Ultrasonic inspection of areas involves transmission of sound waves higher than human hearing range through the test material. By the reflection process, a sound wave is transmitted from one end of the test material, reflected by the other side, then returned into a receiver located at the starting point. By isolating a flaw or weak point in the sample, the sound wave is reflected and its traveling time disrupted. The actual delay is then a measure of the location of the crack; a map of the sample can then be made to reveal the location and dimensions of the marks. With the through-transmission process, the transmitter and receiver are placed on opposite sides of the subject; delays in the passage of the sound waves are found to isolate and measure flaws. Sometimes a water medium is utilized by which transmitter, sample, and receiver are immersed.

Magnetism

As the magnetic characteristics of a material are largely reflected by its overall form, magnetic techniques can be utilized to isolate the location and relative shape of voids and imperfections. With magnetic testing, an object is used that consists of a big measure of wire through which flows a steady alternating current (primary coil). Located in this initial wire is a shorter coil (the secondary coil), to which is attached an electrical measuring device. The steady current in the initial coil causes further current to move in the secondary coil by way of the process of induction. If an iron bar is placed within the secondary coil, sharp changes in the secondary current should indicate flaws in the bar. This process only finds differentiations within zones along the length of a sample and will not locate long or continuous imperfections that readily.

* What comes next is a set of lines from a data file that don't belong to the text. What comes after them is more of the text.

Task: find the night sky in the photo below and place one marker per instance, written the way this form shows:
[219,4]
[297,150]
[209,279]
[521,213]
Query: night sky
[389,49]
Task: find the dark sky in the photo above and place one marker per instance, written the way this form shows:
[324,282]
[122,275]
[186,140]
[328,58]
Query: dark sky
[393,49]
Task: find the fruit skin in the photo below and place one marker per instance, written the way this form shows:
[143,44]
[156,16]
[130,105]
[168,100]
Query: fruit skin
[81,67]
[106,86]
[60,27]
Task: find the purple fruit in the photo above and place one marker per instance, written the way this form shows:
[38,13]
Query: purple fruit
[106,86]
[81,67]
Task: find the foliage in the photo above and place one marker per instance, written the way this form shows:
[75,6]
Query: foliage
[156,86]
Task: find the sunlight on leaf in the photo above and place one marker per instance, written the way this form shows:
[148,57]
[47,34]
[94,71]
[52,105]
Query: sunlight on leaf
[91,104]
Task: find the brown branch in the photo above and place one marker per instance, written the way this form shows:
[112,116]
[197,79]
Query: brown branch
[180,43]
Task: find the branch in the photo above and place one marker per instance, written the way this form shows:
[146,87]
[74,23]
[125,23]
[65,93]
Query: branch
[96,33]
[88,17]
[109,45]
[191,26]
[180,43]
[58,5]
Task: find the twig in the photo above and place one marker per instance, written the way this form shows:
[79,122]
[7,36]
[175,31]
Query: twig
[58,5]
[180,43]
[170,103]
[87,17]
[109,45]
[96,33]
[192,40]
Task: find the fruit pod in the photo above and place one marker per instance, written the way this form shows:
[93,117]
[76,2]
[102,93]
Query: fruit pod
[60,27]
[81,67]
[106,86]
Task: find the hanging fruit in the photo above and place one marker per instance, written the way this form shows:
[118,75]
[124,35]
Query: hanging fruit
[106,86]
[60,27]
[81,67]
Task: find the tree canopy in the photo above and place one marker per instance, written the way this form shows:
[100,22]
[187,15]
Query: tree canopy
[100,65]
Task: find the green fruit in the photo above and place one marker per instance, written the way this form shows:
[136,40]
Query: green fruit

Another such skill, utilizing eddy currents induced with a primary coil, also should be utilized to detect flaws and weaknesses. A steady current is induced in part of the test object. Flaws that lie in the track of the current make for resistance of the test sample; this adaptation will then be measured by the correct equipment.

Infrared

Infrared methods have also been employed to find material continuity in complex construction materials. While testing the strength of adhesive joints between the sandwich core and facing sheets of a ordinary sandwich construct sample such as plywood, for example, heat is used against the surface of the sandwich skin object. In the case that bond lines appear to be continuous, the core areas reveal a heat marking within the surface piece, and the localised temperatures of the face should fall lightly along those bond lines. Where a bond line may be too small, disappears, or erroneous, however, local temperature can not change. Infrared photography of the face will then demonstrate the location and geometry of the failing adhesive. Another kind of technique utilizes thermal coatings that can change appearance at reaching a determined heat.

Finally, nondestructive techniques also are now being sought to show a total determination of the mechanical properties of a test sample. Ultrasonics and thermal techniques are the most promising in this regard.